It should come as no surprise that Peter Turchin describes himself as “an avid consumer of science fiction and fantasy novels” — his field of cliodynamics aspires to become Asimov’s psychohistory.
Frank Herbert’s Dune is one of his favorites:
I don’t know whether Herbert read Ibn Khaldun, but much of his cliodynamics, especially the aspects dealing with Arrakis and Fremen, could come directly from Ibn Khaldun. As a result, he creates a highly believable world (well, this is a science fiction novel), both ecologically and sociologically. This must have been an important reason why this novel was so successful.
There is one law of historical dynamics that Herbert discusses explicitly. This general rule may be formulated as follows: Harsh environmental conditions create a selective regime under which only the best survive, producing cultures with tough and capable warriors. This is the reason why the Emperor recruits his best shock troops, the Sardaukar, from the prison planet Salusa Secundus. Only the Fremen, evolving under equally harsh conditions of Arrakis, can match the ferocity and fighting ability of the Sardaukar.
What is particularly interesting about this hypothesis is that it is explicitly evolutionary. Nevertheless, I believe it is wrong. The problem is that it focuses on individual fighting ability, which is much less important than collective fighting ability. To give a single historical example, an average Roman legionary would most likely lose in a single combat against an average Celtic warrior. A Roman legion, on the other hand, would easily defeat an equal number of Gauls. Cooperation, discipline, ability to work as a team, willingness to sacrifice for the common good (in short, asabiya of Ibn Khaldun) is what wins battles and wars, not ferocity of individual warriors.
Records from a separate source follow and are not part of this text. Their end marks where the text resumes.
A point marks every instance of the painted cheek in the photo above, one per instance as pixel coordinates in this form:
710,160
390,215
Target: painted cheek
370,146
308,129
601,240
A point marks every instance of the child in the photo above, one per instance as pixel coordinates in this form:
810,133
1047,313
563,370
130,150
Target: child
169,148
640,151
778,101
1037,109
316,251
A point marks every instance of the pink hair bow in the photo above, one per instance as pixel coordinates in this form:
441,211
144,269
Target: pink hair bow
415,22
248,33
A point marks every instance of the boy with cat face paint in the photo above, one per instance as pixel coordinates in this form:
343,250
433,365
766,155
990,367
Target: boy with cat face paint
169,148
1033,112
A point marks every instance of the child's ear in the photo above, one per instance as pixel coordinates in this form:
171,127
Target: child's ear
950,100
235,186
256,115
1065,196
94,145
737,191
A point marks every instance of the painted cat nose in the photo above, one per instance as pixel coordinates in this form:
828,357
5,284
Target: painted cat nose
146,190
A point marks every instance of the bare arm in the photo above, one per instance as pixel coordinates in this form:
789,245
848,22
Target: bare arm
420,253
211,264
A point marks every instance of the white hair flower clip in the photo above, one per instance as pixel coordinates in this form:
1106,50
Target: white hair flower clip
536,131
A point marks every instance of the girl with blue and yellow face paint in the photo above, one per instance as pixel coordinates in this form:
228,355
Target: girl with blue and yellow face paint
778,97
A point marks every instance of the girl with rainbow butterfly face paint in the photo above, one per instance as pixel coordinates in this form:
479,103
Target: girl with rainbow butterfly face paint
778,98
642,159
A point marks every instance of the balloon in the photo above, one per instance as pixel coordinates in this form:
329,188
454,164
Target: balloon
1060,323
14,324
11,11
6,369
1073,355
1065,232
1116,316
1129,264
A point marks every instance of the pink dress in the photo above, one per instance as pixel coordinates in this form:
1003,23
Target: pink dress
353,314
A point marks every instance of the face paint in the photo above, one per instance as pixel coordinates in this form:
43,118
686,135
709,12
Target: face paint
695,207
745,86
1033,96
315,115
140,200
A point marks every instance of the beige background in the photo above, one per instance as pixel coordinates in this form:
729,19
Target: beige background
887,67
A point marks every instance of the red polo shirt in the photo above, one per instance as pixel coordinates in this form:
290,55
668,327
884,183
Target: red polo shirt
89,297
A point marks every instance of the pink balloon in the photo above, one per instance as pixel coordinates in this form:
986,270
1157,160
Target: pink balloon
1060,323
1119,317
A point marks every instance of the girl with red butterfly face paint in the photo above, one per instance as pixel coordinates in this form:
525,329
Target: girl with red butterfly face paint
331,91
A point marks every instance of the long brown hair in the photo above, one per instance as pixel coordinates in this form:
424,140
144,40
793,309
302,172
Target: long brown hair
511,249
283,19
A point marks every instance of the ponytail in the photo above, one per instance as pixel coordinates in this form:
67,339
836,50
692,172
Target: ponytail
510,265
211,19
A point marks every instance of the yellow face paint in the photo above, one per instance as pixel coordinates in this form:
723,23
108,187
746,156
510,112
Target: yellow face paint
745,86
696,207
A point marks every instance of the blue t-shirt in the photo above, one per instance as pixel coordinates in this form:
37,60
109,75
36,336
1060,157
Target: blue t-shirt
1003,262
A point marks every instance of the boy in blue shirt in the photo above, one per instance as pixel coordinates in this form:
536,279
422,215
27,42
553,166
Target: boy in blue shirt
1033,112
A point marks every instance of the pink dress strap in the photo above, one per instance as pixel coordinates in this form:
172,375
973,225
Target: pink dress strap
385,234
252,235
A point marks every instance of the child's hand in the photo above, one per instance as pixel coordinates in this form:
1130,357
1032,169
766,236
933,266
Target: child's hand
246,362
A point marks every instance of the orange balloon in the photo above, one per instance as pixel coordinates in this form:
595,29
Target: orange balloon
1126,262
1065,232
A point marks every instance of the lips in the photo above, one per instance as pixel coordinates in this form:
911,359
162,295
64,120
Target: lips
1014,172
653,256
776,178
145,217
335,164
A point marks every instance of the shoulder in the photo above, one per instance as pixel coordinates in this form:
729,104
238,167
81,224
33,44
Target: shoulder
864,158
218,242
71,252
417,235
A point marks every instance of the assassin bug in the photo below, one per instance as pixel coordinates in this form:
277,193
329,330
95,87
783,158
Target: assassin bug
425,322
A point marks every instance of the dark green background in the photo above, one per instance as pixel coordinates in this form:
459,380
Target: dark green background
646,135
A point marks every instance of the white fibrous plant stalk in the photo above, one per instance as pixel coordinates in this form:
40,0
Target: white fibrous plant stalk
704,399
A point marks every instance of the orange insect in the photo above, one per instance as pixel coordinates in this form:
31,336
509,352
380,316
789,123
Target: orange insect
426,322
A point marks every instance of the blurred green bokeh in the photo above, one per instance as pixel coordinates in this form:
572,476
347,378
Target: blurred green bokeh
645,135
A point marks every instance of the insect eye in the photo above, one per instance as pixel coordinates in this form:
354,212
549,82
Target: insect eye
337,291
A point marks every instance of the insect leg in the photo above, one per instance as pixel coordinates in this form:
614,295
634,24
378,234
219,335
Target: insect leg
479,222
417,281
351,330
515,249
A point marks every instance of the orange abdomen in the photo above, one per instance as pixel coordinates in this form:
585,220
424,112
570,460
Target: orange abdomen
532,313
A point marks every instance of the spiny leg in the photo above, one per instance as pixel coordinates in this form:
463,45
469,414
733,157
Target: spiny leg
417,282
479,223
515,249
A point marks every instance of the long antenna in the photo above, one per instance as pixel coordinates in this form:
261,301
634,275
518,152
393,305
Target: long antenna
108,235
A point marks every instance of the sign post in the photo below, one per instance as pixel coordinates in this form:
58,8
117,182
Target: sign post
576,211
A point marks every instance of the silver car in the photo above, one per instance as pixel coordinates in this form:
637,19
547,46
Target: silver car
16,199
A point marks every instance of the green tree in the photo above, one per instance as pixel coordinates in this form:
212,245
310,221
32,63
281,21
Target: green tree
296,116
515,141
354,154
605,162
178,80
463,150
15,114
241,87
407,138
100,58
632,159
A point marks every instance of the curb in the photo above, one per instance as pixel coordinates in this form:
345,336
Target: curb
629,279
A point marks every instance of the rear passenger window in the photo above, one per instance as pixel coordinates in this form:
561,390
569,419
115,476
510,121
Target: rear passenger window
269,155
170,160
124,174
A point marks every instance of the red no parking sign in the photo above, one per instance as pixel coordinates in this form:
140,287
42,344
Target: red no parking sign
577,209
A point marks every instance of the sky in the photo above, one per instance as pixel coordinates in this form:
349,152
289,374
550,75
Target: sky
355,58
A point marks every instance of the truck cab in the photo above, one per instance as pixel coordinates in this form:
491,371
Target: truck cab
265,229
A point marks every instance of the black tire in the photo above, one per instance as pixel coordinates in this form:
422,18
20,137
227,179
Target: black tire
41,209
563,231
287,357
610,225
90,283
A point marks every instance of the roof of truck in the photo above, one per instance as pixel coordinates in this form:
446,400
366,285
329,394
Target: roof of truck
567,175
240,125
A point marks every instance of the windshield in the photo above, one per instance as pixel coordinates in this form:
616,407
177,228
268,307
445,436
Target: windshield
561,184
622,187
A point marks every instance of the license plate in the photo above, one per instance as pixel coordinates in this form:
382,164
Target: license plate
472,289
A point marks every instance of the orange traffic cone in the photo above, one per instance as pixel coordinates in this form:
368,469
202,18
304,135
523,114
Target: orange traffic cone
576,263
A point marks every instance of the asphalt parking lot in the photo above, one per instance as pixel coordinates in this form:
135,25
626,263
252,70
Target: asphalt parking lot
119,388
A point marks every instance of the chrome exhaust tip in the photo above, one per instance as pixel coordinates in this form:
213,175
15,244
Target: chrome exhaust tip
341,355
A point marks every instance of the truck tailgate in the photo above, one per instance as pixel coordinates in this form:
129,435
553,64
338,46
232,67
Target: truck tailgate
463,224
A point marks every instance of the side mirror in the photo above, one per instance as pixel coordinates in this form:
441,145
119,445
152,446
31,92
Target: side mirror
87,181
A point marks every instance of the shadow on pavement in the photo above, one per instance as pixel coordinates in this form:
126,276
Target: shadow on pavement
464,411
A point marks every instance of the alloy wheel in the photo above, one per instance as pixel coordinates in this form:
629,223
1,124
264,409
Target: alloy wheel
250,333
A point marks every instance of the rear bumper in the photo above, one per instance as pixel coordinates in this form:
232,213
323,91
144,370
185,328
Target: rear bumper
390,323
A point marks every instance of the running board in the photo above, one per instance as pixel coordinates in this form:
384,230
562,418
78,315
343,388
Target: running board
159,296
The selective regime that breeds militarily capable cultures is not harsh physical environment, but living in a ‘tough neighborhood.’ In other words, it is between-group selection, not individual selection, that creates aggressive expansionist cultures.
A real-world discussion led to his Dune Hypothesis:
This post was prompted by a recent discussion with colleagues about whether people living in poor environments (those capable of supporting lower population densities) are more likely to go to war. The logic here is that people living under such conditions have greater incentive for attacking neighbors, than people living in rich environments. I think that in predicting incidence of warfare, incentives are less important than capabilities. So people living in relatively poor environments that are also characterized by intense between-group selection (e.g., Ibn Khaldunian Bedouins) would be expected to be quite troublesome for their neighbors. On the other hand, people living in poor environments with weak between-group selection (e.g., boreal forests) should be relatively peaceful.